Sentei-me, fechei os olhos, e coloquei todos meus esforços em pensamentos positivos: "Desta vez vai... fique calmo... não se desespere... não olhe para o pardal... agora você vai fazer de uma vez esse ofício... tomar um café... e tirar o resto da semana de folga... afinal, você merece!"

E assim eu procedi às correções pertinentes; e dei o comando de impressão.

Peguei os ofícios com as mãos trêmulas e frias... meu coração saltava pela boca... hesitei em lê-lo... senti que havia alguma coisa errada com ele... meu sexto sentido burocrático palpitava.

Eu o tinha relido antes na tela do computador 3 vezes antes de mandar essa impressão... mas na tela é uma coisa, na folha é outra... é sempre assim... é a lei da impressão e do desperdício de papel!

E realmente meu sexto sentido estava correto...

Quando reli aquele ofício que eu tinha em minhas mãos não pude acreditar como erros como aqueles tinham surgido no processo de redação, muito menos como puderam passar desapercebidos na leitura que fiz ainda na tela do computador.

Por entre 4 ou 5 frases simples e de pouca complexidade que compunham o corpo do texto, haviam sido inseridas intercaladamente e sem nexo algum com o texto as palavras: "pardal"; " passarinho" e " avião".

Olhei pela janela, o pardal não estava mais lá...Olhei para o balcão de atendimento, a advogada também tinha se ido...

Uma lágrima desesperada correu o meu rosto...
Corri para a cozinha e peguei um copo de café... De lá podia ver o Sr.

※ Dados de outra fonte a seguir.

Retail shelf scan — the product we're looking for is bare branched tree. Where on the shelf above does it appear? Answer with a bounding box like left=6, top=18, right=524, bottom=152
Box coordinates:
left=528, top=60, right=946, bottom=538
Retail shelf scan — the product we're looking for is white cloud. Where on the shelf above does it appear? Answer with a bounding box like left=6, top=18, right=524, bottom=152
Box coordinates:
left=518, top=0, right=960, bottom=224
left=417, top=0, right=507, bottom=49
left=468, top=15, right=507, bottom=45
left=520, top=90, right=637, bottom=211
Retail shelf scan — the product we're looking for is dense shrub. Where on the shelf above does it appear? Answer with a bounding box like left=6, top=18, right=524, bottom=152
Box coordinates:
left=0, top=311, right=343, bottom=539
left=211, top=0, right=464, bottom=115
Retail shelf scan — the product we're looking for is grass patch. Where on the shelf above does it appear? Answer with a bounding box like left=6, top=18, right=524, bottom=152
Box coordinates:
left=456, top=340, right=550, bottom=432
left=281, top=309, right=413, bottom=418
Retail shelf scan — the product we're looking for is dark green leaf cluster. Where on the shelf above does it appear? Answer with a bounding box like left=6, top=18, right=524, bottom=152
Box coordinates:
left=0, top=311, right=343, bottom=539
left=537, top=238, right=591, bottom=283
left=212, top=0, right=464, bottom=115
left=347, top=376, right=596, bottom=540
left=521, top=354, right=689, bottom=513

R, ele contemplava o céu azul...
Aquele homem era mesmo um exemplo para todos nós... Vinte anos de serviço público e nenhuma ruga de preocupação ou desespero...

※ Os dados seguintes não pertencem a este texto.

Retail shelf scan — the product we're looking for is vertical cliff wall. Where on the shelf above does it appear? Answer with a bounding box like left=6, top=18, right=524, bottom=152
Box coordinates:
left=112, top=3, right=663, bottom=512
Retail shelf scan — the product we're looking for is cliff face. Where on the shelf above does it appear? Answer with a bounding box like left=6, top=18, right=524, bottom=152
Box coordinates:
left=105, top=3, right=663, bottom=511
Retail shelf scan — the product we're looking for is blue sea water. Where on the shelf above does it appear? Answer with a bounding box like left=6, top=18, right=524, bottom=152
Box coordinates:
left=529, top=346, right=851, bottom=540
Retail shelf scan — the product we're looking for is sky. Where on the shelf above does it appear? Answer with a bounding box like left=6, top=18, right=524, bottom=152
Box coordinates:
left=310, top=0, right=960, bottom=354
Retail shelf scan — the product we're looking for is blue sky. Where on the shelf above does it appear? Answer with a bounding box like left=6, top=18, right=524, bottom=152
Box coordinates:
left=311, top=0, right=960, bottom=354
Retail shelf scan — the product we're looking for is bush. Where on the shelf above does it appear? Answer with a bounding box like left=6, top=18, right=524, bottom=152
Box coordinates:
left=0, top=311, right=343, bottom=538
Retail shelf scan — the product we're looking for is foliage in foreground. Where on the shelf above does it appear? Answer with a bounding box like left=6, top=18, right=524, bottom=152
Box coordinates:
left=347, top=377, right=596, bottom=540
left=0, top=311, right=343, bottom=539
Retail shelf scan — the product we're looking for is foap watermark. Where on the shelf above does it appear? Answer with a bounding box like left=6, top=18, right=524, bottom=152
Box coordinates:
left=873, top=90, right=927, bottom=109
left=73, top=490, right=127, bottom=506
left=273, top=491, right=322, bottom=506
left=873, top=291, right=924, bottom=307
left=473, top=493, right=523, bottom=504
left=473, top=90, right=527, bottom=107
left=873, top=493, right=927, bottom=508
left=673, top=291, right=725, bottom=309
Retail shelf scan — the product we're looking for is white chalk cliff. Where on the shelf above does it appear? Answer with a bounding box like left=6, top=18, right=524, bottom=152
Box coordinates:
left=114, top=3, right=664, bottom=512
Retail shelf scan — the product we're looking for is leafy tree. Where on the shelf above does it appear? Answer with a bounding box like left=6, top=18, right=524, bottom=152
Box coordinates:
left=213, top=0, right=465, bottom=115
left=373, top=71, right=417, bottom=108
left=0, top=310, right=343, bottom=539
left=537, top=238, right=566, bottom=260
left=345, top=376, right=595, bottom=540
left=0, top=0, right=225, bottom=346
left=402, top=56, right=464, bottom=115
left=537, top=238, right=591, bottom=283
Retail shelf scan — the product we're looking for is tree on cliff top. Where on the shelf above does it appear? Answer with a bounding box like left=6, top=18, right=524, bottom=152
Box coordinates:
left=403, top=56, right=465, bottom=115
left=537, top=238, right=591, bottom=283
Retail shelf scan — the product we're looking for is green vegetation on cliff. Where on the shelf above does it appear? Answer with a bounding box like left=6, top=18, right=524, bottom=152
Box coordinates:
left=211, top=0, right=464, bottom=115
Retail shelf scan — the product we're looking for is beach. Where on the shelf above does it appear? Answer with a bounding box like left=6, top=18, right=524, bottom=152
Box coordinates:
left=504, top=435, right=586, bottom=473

"É preciso exercitar a positividade do pensamento... para ser feliz devemos saber lidar com essas situações de stress que nos acometem no dia a dia... tirar delas o melhor ensinamento..."-ponderei, olhando para o Sr. R, enquanto tentando me acalmar.
"Existe pardal no jogo do bicho?"- perguntei -lhe

3 comentários:

  1. Esse tal de princípio da publicidade nos atos administrativos é lobby da indústria de cartuchos de impressora!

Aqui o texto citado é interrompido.